Ist die Qualität den eig. in etwa so wie das Siberia V2?


----------



## cann0nf0dder (23. November 2011)

*AW: Gute Kopfhörer - Maximal 30€*

ka, sowas kauf ich mir nicht und les dazu auch keine testberichte zu so l337h4xxx0rg4m1g krams, daher ka, wenn du das wissen willst musst du alles was du vergleichen willst bestellen und dann halt zurückschicken was nicht passt 
wenn das review stimmig ist, sollte er besser performen als der siberia krams von steelseries


----------



## Naicheben (23. November 2011)

*AW: Gute Kopfhörer - Maximal 30€*

Dann werd ich es jetzt kaufen


----------



## Iceananas (23. November 2011)

*AW: Gute Kopfhörer - Maximal 30€*

Wollt mal berichten dass die Aurvana Live da ist - bin schwer begeistert! Mehr Klang gibts für unter 100€ definitiv nicht...


----------



## cann0nf0dder (24. November 2011)

*AW: Gute Kopfhörer - Maximal 30€*

mal kurz über google gesucht,  eher durchwachsen was den creative angeht, anscheinend kann man ihn nach einer do-it-yourself anleitung modden und erhält dann nen gutes produkt, vorher soll er 


> aber etwas dünn in den Mitten und ein wenig kratzig in den Höhen, der Bass ist aber schon am Beginn gut.


 sein 
ist aber wohl wie immer auch subjektiv was man braucht


----------



## Iceananas (24. November 2011)

*AW: Gute Kopfhörer - Maximal 30€*



cann0nf0dder schrieb:


> mal kurz über google gesucht,  eher durchwachsen was den creative angeht, anscheinend kann man ihn nach einer do-it-yourself anleitung modden und erhält dann nen gutes produkt, vorher soll er
> sein
> ist aber wohl wie immer auch subjektiv was man braucht



Das liegt aber daran, dass die Creatives eher von Hifi-verwöhnten getestet und bewertet werden.
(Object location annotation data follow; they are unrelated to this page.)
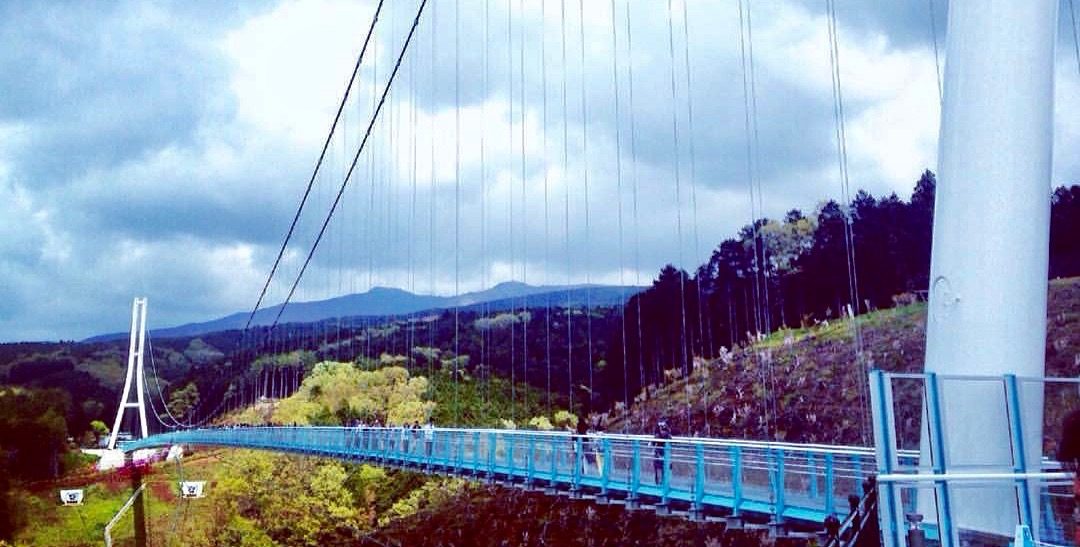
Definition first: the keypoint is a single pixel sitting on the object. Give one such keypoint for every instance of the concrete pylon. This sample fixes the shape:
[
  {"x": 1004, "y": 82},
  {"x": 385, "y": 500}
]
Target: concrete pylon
[
  {"x": 134, "y": 372},
  {"x": 987, "y": 310}
]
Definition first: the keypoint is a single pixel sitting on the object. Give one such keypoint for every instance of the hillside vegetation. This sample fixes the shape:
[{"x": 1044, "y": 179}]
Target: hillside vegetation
[{"x": 808, "y": 385}]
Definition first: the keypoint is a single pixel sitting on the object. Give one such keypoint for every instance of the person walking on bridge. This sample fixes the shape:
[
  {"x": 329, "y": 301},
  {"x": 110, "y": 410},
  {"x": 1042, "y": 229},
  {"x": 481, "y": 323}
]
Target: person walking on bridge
[{"x": 663, "y": 435}]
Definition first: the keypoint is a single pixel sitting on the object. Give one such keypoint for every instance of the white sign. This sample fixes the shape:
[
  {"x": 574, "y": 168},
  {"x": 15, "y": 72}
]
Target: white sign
[
  {"x": 71, "y": 496},
  {"x": 191, "y": 489}
]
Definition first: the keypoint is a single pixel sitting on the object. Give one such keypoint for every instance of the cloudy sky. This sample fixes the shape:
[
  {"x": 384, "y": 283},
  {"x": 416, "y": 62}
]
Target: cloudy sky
[{"x": 162, "y": 148}]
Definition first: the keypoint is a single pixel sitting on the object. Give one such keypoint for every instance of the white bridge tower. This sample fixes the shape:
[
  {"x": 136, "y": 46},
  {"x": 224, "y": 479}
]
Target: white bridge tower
[{"x": 134, "y": 370}]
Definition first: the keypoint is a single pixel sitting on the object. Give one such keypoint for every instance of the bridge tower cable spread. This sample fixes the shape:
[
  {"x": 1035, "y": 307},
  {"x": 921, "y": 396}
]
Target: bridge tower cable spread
[
  {"x": 619, "y": 190},
  {"x": 525, "y": 210},
  {"x": 547, "y": 196},
  {"x": 849, "y": 237},
  {"x": 584, "y": 177},
  {"x": 352, "y": 167},
  {"x": 634, "y": 194},
  {"x": 700, "y": 303},
  {"x": 319, "y": 163},
  {"x": 683, "y": 354}
]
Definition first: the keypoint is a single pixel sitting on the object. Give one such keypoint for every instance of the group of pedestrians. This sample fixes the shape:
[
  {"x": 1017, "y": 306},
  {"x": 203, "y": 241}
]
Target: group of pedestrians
[{"x": 376, "y": 436}]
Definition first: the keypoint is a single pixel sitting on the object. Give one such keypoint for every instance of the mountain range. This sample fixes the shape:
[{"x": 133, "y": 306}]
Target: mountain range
[{"x": 382, "y": 302}]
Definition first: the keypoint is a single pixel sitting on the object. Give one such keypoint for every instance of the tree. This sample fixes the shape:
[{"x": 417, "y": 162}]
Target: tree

Ich will nicht wissen wie sie diese 20€ PC-Headsets von Speedlink und Co runtermachen würden 

Verglichen mit sehr hochwertige Kopfhörer kann man natürlich motzen, aber diese Kosten auch gerne mal 2000€+nochmal 1000 für Kopfhörerverstärker 

Für den Preis von 38€ geht der Klang voll in Ordnung. Am Handy/Mp3 Player kann man mit dem EQ einfach auf dem eigenen Geschmack nachregulieren (nach ich sowieso bei jedem Kopfhörer, auch bei den teuren) und es fällt kaum auf dass die Mitten ein wenig dünn sind.


----------



## Naicheben (24. November 2011)

So meine Superlux sind gekommen und ich bin begeistert.  Die Quali ist um Welten besser als die vom Siberia.


----------



## cann0nf0dder (24. November 2011)

*AW: Gute Kopfhörer - Maximal 30€*

find ich gut wenn die leute ne rückmeldung geben 
viel spaß mit den neuen kopfhörern


----------



## Naicheben (24. November 2011)

*AW: Gute Kopfhörer - Maximal 30€*

Ich werd später nochmal den Sound in BF3 testen und nochma was dazu schreiben


----------